A breeze seeps into the window, caressing his skin as he lets his eyes fall shut for a second, and he can’t help but wonder what comes next.
Puck doesn't remember a life before being a Slayer. 
He knows there was one. A place where he came from, somewhere he called a home, a kid he used to be, something that meant everything to him, a person he was supposed to be. 
But it’s all gone; he doesn't have it anymore. It was left behind when he met his father, and whoever he was then had died long ago.
He couldn’t look back. He simply couldn’t.
Yet the question invaded his mind, and the words seemed to glow up on top of him.
If I'm not a Slayer, then what am I?
It made him feel lost, like a faint memory of a previous life in which a kid called out for his mother in the middle of a supermarket as tears washed down his face.
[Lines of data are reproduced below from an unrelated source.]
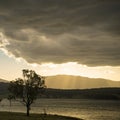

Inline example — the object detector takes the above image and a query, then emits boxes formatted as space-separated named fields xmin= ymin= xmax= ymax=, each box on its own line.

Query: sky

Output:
xmin=0 ymin=0 xmax=120 ymax=81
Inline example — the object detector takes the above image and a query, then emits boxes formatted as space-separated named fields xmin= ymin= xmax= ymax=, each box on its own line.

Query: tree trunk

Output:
xmin=26 ymin=105 xmax=30 ymax=116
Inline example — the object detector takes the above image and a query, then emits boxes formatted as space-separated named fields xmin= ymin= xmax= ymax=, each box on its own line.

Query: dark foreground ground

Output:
xmin=0 ymin=112 xmax=82 ymax=120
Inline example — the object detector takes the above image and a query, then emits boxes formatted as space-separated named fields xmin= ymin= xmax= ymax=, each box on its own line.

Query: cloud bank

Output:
xmin=0 ymin=0 xmax=120 ymax=66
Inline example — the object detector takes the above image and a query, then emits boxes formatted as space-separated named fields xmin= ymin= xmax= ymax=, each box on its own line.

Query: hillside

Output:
xmin=0 ymin=78 xmax=8 ymax=83
xmin=0 ymin=79 xmax=120 ymax=100
xmin=45 ymin=75 xmax=120 ymax=89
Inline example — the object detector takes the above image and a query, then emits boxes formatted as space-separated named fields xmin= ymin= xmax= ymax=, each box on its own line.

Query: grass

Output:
xmin=0 ymin=112 xmax=82 ymax=120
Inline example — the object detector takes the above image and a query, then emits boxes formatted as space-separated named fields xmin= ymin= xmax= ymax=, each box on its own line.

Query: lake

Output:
xmin=0 ymin=99 xmax=120 ymax=120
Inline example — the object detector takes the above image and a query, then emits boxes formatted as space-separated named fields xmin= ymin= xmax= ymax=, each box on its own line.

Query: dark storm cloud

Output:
xmin=0 ymin=0 xmax=120 ymax=66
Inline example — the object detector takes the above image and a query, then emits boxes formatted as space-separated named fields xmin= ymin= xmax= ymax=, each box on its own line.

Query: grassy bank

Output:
xmin=0 ymin=112 xmax=82 ymax=120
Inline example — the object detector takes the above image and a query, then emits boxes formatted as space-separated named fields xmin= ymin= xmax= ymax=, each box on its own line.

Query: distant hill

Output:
xmin=0 ymin=76 xmax=120 ymax=100
xmin=45 ymin=75 xmax=120 ymax=89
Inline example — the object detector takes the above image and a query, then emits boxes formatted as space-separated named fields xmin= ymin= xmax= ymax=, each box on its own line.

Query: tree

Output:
xmin=8 ymin=69 xmax=45 ymax=116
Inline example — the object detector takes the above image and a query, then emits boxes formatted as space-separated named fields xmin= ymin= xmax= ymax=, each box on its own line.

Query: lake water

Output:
xmin=0 ymin=99 xmax=120 ymax=120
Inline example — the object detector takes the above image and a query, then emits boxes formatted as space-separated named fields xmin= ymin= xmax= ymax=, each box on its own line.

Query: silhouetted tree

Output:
xmin=7 ymin=95 xmax=15 ymax=107
xmin=8 ymin=69 xmax=45 ymax=116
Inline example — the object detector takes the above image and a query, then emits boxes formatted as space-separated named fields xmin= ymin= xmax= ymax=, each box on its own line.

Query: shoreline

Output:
xmin=0 ymin=111 xmax=83 ymax=120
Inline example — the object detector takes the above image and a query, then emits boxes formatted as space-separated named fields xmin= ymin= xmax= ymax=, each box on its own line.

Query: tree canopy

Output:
xmin=8 ymin=69 xmax=45 ymax=116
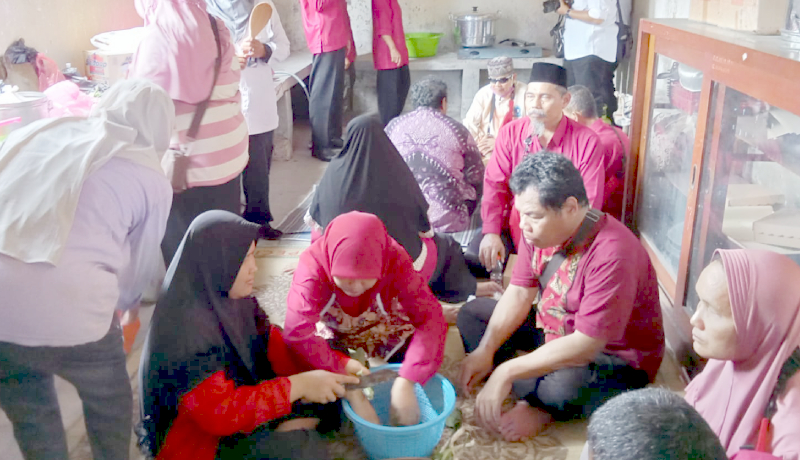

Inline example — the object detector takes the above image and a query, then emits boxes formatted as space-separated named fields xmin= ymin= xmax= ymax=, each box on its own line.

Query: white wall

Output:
xmin=0 ymin=0 xmax=142 ymax=69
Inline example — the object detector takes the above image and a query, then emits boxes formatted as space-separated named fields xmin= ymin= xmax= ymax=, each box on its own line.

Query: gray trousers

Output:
xmin=308 ymin=48 xmax=347 ymax=151
xmin=0 ymin=316 xmax=133 ymax=460
xmin=457 ymin=298 xmax=649 ymax=420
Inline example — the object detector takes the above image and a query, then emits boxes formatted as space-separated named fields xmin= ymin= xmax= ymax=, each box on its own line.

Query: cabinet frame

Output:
xmin=623 ymin=19 xmax=800 ymax=370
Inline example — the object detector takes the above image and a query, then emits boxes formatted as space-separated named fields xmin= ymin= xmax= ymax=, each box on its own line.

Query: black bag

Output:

It made him feel useless and out of place, wonder what was he still doing there if there was a chance he would never become the person he had planned to be.
However, that was not all there was to it. Something brewed in his stomach, bubbling like a boiling cauldron, fighting to come out like an alien. It was something he had never felt before, or at least not with the same intensity, a question that was always there, but he never dared to ask.
If I can't be who I am, then, who am I going to be?
He can't remember the last time someone had asked him that and he had replied with anything but "the best Slayer ever known." Yet his response couldn't be that one anymore, at least not until he served his time. It only left an open door to a new answer, something he had never really asked his own self:
Who do I want to be?
He sighs and checks his phone to see it was just half past ten. He had never been in bed for so long. He had never slept for so many hours straight. He had never had so much time to just chill and do nothing. He had never had time to figure out what he really wanted.
A small smile formed on his lips as the realization dawned onto him.
Even after the trial, even after being suspended, even after being targeted as a brute and a thug, Puck was given something new, something he had never had before.
Puck had a choice.
The only downside to it was, Puck didn't have any idea what he was supposed to do with it.